When it pointed to energy (XLE) and materials (XLB) at the top of the report, it didn’t just say “outperformers.” It told you what that means: names like Exxon, Baker Hughes, Southern Copper, and Nucor are being loaded into the portfolios of pension funds and sovereign wealth funds because they are the building blocks of the fortress. When it flagged utilities and REITs as deep laggards, it explained why: they are bond proxies in a world that is suddenly obsessed with active inflation protection.
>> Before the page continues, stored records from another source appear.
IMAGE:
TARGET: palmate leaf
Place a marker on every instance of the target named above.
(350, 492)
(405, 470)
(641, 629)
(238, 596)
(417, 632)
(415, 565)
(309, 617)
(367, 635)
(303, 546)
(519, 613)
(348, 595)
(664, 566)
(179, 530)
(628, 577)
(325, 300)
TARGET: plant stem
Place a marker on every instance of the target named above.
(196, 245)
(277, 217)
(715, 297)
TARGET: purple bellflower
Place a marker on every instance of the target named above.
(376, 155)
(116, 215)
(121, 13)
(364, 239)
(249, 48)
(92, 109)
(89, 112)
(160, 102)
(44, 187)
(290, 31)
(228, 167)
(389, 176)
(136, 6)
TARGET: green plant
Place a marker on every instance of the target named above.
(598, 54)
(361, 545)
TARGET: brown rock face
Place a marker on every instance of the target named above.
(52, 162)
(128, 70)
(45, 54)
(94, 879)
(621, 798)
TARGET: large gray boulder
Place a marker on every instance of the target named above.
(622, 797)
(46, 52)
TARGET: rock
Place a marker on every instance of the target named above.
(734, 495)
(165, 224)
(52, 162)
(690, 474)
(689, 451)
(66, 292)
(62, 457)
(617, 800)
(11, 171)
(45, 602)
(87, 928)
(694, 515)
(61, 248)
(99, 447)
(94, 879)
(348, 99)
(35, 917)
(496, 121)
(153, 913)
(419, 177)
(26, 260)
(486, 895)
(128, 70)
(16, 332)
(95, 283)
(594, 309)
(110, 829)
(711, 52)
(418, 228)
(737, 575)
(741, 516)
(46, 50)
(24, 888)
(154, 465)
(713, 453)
That is exactly how I use INSTAT internally. The difference is that you rarely see it explained this way. The purpose of bringing Gemini into my process is to remove that barrier between the way professionals talk to each other and the way professionals talk to you.
Why this matters for you
What I want you to understand is simple: there is a decades‑long rotation underway from the digital overlay of the old world to the hard foundations of the new one. Capital is moving from yoga pants and ad‑tech into uranium, copper, ships, grids, banks that fund mines, and data centers that countries can control. In the Deep Dive, Gemini captured that pivot with a line that made me smile because it is exactly the point: “sell the leggings, buy the yellow cake.”
It also captured another point I care about deeply: jurisdiction matters. The same INSTAT system that shows US banks like JP Morgan and Bank of America under distribution shows Canadian banks like Royal Bank and BMO being accumulated because they sit at the heart of a friendly‑power resource boom. It shows Mexico and Brazil not just as factories for the US, but as domestic demand and carry trades built on cement, supermarkets, banks, and energy.
This is not research you are going to get packaged for you by Wall Street. They will gladly sell you a product linked to the last decade’s winners. They are slower to tell you, in plain English, that the world order which made those winners dominant is changing under your feet.
Gemini, working on top of my work, is my way of closing that gap. It lets me speak to you at scale, without talking down to anybody and without hiding behind jargon. It preserves the spine of this latest analysis—the tectonic shift from “paper safety” to real assets, from US hegemony to friendly fortresses—while giving us a common language to discuss what to actually do about it.
That, in the end, is what I want: not just to be right about markets, but to give you the support and clarity that the traditional gatekeepers have not been willing or able to provide.